Tagging Nutrients in Vegetables Enhances Research

By Jill Lee
September 19, 1997

Scientists at the Children's Nutrition Research Center (CNRC) in Houston are growing food plants with a key nutrient "tagged" so that they can measure the body's absorption of beta-carotene and track its conversion into vitamin A.

The CNRC is administered jointly by USDA's Agricultural Research Service and Baylor College of Medicine.

Why track beta-carotene? Much of the body's supply of vitamin A is derived from beta carotene, yet little is actually known about how the body converts this important precursor into vitamin A. One important question to be answered: Do cooking techniques--such as heating or adding spices and oils--affect the vitamin's availability to the body?

To track the nutrients' journey through the human body, the scientists are "tagging" them with safe, non-radioactive forms of elements such as iron.

Iron and other elements occur in several forms, or isotopes, that have different atomic weights. Plant physiologist Michael A. Grusak at the Houston center found a way to grow vegetables in solutions with isotopes that are heavier than their common forms, so they're easily detected.

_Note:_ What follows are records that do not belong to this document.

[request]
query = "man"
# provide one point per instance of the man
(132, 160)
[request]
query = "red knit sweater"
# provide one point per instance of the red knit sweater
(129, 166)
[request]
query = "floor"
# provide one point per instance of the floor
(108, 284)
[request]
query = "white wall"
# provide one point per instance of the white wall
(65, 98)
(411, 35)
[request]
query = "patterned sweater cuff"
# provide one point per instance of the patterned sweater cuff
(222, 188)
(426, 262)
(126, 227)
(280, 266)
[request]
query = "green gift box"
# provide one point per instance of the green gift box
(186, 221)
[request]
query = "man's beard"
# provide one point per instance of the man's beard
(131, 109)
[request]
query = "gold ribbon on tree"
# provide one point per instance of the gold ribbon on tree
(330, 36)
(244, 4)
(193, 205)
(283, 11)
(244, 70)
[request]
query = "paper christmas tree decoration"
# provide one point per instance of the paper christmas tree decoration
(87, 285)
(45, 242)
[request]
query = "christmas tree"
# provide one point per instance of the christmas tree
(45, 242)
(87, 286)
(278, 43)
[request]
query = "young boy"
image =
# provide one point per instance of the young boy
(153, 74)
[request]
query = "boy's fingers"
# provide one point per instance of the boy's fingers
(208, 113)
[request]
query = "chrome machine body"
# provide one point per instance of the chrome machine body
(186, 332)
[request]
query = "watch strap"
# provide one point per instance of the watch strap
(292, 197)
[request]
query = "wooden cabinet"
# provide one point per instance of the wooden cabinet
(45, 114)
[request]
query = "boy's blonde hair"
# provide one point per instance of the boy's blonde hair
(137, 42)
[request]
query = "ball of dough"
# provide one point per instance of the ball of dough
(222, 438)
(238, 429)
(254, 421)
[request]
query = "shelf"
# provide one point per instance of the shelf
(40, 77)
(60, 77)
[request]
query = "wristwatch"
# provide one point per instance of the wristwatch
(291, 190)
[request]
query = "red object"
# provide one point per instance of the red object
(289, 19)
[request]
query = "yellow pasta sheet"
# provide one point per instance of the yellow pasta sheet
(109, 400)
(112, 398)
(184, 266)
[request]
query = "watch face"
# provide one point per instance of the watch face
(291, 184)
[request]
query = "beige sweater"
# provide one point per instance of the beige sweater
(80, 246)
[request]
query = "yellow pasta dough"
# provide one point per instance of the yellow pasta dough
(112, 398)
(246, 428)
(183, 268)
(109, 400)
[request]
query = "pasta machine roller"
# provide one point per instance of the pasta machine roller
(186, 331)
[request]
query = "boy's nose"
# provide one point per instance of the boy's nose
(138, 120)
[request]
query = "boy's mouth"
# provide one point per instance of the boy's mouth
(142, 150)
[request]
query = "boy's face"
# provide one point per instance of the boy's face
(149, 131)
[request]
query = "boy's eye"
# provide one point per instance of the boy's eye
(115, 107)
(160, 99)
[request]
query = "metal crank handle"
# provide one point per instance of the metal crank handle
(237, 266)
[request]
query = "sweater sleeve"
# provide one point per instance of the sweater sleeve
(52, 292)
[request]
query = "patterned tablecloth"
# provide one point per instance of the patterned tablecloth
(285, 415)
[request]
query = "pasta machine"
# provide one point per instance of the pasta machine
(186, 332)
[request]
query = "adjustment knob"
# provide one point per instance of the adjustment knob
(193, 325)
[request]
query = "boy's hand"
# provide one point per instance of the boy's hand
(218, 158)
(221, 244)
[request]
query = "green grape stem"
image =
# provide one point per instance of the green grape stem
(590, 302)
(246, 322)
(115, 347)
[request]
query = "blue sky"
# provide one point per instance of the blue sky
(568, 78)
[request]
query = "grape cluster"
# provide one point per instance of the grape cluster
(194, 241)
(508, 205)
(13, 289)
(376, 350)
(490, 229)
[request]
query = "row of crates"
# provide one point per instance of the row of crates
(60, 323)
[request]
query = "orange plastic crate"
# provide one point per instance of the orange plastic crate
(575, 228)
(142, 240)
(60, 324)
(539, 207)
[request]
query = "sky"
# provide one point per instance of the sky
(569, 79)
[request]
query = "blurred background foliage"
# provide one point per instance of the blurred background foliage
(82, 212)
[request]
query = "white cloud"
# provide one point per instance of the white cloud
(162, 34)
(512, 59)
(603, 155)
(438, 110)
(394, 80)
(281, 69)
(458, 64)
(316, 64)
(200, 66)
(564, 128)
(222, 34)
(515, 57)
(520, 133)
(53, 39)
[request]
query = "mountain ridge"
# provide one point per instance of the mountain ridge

Grusak is now able to track the progress of beta carotene in spinach as it's converted to vitamin A in the body. He grows the spinach in a formula containing labeled isotopes of hydrogen. As the plant grows, it incorporates the labeled isotopes in making beta-carotene.

The beta-carotene in spinach grown this way provides the same nutrition, once it's in the body, as regular beta-carotene.

In the current study, the special spinach is fed to volunteers. Researchers then test the volunteer's blood to find out how much beta-carotene the body actually absorbs and converts to vitamin A.